I must not get distracted. Mall Mom Mode must remain engaged at all times, because only a mom understands that once the items on a To Do list are achieved there will be more FREE time.

 

This means more time to REALLY shop, instead of just looking and admiring from afar. I could actually try-on clothes and even {if I’m lucky} put together a cute outfit.

 

The minutes are counting down and I’m still only a quarter of the way through my mission. Next stop … the mom nemesis – Target.

 

Some moms have been known to go in and never come out. Mesmerized by the bullseye and aroma of popcorn, they become trapped forever.

 

I will not succumb.

 

Grabbing my cart I make my way past the snack bar. No littles means no need for popcorn, which means more time.

 

I quickly work my way through the store getting shave gel, Advil and paper towels first.

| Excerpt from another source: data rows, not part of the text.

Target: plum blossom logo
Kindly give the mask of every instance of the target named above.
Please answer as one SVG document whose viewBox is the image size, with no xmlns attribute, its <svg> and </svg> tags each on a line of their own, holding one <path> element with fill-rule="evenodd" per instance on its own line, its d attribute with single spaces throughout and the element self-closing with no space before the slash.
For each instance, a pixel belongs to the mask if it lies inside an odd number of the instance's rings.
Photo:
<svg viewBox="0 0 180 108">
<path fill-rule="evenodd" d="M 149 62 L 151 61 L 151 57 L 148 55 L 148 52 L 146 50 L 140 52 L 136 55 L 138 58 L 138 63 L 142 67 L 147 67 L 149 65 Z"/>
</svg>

Methodically checking items off my list.

 

Sheets, we need sheets.

 

This could be dangerous. Stay on task…

 

My eye is drawn to a sale sign and I focus on it alone, only those sheets exist and only those colors. These will work, and plop them into my cart, speeding away to avoid making eye contact with the rainbow of cottony goodness.

 

My list dwindles and so do the minutes on the clock.

 

I just need to find one little thing a pair of 4T Jack and the Neverland Pirates underpants. Making my way to the boys department I realize I’m in the wrong section and navigate to where they house the baby clothes.

 

Pregnant ladies with little guns scan multitudes of baby items and I squeeze past them searching for the elusive underpants. Pink princess, pink, pink and more pink. No boy items anywhere. My frustration level increases for I know I’m losing precious time. I ponder giving up, waving the proverbial white undies in surrender. Then out of the corner of my eye I spot them the little pirates face smiling from the butt of a pair of underpants. I rush over, snatching them up fearing they might run away.

 

I glance at my watch.

 

Five minutes.

 

I have five minutes

 

I HAVE FIVE MINUTES!!!

 

Hurrah!

 

Target Alone

 

For five bliss-filled minutes I scour the clearance racks looking for lost treasures. The colors and textures entice my senses and I fall into a trance, oblivious to the poor mother next to me trying to wrangle her child out from under the racks of clothes.

 

Ahhhh….

 

Brrrrrpppppp

 

Brrrrpppppp

 

The vibration of my phone jostles me from the dream and there it is my timer has gone off with the arrival of one text….

 

“Are you on your way home?”

 

Reluctantly I make my way to the check out line, load my car and head home.

 

Of course I sing along to the radio on my way, and revel in my mission accomplished.